Nur Mut oder Frau Proust lebt jetzt in Amerika

Eine Glosse

von Andreas Steffens

Foto © Zbigniew Pluszynski
Nur Mut oder
Frau Proust lebt jetzt in Amerika
 


„Auf der Suche nach der verlorenen Zeit“  Das schönste von einer Frau geschriebene Buch. Es unterhält den Leser mit einer langen, bezaubernden Klatschgeschichte. Einer Klatschgeschichte, die große Dichtung geworden ist."



Diese achtungsvolle Respektlosigkeit notierte der wundersame Umberto Saba kurz nach Kriegsende während eines Rom- Aufenthaltes im Frühjahr 1945.
Damals war Marcel Proust in der europäischen Literatur noch ein Gerücht, und es brauchte noch gute zehn Jahre bis zur ersten vollständigen deutschen Übersetzung der >Recherche<. Seitdem ist er, vor allem dank des Kinos, zum Weltklassiker geworden.
So sehr, daß man nicht mehr wirklich wissen muß, um wen es sich handelt.
Gemeinsame Erinnerungen sind manchmal die besten Friedensstifter.

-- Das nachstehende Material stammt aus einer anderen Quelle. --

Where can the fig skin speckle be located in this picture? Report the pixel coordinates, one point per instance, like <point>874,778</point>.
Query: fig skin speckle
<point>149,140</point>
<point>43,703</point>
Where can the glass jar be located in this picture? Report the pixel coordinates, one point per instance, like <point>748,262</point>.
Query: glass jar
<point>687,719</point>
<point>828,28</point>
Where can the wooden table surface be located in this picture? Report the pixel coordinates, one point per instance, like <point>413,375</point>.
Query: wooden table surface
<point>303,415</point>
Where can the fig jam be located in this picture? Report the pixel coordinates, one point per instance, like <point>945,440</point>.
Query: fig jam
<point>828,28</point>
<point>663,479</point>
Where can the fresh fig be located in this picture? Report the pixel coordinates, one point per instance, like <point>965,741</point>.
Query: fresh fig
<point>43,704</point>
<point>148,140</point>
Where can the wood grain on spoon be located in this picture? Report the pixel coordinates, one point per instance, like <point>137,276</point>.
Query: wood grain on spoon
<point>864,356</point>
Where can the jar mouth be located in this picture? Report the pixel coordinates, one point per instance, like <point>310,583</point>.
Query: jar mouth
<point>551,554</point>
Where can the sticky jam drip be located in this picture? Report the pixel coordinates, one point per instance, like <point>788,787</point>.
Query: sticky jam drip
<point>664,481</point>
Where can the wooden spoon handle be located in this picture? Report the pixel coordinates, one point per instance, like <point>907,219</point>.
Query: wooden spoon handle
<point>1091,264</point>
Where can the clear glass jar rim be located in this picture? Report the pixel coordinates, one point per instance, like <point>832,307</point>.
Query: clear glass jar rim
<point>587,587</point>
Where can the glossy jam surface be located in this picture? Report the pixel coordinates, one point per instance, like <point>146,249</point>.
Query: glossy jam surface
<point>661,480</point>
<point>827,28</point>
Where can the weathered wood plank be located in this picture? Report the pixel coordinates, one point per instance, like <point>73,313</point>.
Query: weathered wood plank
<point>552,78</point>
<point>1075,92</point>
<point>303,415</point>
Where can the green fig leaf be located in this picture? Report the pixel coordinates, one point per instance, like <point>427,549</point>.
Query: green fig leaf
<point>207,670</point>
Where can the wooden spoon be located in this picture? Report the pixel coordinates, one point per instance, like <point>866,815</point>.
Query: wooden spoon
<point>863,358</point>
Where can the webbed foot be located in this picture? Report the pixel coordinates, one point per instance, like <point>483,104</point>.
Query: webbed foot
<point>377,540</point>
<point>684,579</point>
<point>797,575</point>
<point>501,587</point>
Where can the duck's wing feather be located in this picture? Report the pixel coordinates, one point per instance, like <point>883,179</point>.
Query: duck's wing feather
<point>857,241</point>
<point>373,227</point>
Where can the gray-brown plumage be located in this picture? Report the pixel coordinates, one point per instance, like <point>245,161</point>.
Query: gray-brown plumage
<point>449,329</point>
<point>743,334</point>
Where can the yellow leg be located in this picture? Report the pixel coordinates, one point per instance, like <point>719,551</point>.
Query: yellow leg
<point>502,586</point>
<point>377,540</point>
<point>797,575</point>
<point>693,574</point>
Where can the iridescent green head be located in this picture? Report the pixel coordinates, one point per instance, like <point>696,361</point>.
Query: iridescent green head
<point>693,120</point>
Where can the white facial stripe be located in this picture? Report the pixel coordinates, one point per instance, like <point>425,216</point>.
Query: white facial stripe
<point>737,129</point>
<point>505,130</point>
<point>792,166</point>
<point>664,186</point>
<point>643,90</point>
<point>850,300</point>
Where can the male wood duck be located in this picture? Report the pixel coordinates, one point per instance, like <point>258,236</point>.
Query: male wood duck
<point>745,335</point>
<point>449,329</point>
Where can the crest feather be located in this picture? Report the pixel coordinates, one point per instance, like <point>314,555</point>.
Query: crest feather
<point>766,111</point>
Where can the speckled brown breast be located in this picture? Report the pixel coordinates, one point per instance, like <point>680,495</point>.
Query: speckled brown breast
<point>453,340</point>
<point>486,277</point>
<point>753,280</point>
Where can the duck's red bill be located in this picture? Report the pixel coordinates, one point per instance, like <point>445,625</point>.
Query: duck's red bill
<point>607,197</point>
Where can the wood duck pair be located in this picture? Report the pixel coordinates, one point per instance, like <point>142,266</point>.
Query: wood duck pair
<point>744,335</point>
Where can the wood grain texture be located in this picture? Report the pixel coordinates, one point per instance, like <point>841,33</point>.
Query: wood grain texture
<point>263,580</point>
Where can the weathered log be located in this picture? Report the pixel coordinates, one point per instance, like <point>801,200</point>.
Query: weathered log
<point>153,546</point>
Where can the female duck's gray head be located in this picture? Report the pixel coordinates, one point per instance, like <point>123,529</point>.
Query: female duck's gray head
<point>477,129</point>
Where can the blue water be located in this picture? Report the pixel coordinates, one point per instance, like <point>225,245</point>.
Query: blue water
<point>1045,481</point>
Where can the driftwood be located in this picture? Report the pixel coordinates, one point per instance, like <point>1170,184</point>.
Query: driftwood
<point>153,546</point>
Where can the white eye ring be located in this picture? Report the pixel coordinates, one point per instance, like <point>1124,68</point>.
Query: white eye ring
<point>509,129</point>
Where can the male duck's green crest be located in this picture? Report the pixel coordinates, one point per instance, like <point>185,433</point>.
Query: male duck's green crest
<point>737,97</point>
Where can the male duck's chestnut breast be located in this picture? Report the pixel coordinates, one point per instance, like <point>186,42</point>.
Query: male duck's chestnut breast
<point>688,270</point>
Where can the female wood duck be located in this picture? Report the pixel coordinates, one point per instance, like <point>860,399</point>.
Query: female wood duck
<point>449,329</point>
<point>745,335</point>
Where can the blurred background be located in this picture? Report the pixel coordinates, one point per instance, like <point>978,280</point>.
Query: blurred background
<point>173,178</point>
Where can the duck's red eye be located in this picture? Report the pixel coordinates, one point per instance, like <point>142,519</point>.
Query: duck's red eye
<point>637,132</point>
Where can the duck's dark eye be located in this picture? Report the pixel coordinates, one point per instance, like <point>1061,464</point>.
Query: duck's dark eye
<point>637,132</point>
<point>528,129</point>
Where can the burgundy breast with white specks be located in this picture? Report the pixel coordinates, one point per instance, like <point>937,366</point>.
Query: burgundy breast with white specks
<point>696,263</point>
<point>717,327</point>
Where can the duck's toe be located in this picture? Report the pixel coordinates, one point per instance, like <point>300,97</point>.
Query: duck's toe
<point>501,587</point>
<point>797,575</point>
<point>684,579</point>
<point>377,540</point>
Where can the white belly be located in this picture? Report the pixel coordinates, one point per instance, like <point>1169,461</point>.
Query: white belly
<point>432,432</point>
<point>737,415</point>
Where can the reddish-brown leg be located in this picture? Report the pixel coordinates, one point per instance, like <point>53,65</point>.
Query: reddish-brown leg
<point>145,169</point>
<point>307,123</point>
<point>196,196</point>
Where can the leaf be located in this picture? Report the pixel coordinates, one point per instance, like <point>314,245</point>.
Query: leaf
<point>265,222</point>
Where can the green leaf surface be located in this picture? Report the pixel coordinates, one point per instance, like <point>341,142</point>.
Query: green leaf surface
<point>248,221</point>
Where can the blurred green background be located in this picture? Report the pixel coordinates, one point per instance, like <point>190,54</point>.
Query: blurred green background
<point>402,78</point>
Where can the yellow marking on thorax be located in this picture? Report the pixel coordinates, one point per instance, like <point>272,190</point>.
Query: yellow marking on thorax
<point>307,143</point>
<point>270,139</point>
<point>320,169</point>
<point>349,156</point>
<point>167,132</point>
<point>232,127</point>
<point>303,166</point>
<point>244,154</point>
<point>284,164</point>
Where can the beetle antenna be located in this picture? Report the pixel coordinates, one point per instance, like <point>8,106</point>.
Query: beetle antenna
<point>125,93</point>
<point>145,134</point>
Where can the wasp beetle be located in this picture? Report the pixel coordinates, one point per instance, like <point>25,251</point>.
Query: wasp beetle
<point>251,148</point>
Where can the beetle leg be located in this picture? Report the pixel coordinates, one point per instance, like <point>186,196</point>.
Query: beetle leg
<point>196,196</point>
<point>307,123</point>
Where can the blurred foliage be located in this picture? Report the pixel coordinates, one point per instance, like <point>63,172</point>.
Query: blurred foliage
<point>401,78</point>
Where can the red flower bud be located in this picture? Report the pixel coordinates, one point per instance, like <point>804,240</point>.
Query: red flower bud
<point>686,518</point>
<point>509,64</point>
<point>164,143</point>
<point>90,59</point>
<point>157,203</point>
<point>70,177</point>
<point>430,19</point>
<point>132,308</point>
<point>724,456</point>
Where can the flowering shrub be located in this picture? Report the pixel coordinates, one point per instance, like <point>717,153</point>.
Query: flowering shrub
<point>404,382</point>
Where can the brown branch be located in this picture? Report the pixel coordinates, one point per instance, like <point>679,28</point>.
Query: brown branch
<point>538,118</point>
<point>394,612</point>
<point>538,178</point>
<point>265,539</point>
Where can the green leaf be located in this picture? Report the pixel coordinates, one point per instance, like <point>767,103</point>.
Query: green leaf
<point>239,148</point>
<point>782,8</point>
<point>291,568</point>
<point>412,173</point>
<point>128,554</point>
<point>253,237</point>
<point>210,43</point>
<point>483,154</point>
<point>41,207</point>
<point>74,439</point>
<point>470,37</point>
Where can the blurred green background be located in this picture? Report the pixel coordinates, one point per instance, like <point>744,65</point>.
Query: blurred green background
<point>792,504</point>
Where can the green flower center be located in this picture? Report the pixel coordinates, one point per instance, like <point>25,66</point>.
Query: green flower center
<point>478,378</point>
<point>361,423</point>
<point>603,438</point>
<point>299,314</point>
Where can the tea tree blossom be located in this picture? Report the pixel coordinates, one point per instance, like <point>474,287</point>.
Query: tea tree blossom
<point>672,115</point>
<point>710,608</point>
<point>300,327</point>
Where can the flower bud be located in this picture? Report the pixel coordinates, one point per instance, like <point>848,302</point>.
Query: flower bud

Ein schöner Satz, und wer wollte bestreiten, daß es ihn in der umfangreichsten literarischen Meditation, die je über das Erinnern unternommen wurde, zu lesen gibt.
Woher auch immer genommen, die Redaktion des „Wochenend-Magazins“ einer der in Deutschland ebenso flächendeckend wie gehaltlos verbreiteten Tageszeitungs-Simulationen rückte den Satz in dessen Rubrik „Sprüche“, versehen mit dem Autor-Namen Marcel Proust. Auf dessen Bekanntheit mochte man, bei aller Berühmtheit, aber doch nicht ganz vertrauen, und setzte den Hinweis hinzu: amerik. Schriftsteller.
Mit der erlangten Berühmtheit setzt sogleich Verkennung der wahren Person ein, was sich bis zu absurden Verwechslungen steigern kann und man übersieht, daß es sich beim Verfasser der >Recherche< tatsächlich um eine Frau handelt, und diese durchaus nicht französischer sondern amerikanischer Nationalität ist. Die Strafe für Berühmtheit ist eben zuletzt die Unbekanntheit dessen, dem sie widerfährt.
Bei der allgemeinen Gutgläubigkeit haben es Richtigstellungen natürlich ungeheuer schwer. Da ist es nur zu bewundern, wenn sie bei aller Aussichtslosigkeit auf allgemeines Durchdringen doch immer wieder einmal unternommen werden. Man kann jedoch nicht alles wissen, auch nicht alle Korrekturen an den verbreitetsten Fehlinformationen. Man muß sie sich hier und da zusammensuchen. Das kann dann zu überraschendsten Kombinationen führen. Aber Wahrheiten haben es so an sich, daß sie eher befremden als erfreuen.
So gesehen,  ist es gut zu wissen, daß Frau Proust nun in Amerika lebt.
Oder gelebt hat? Das müßte einmal geklärt werden.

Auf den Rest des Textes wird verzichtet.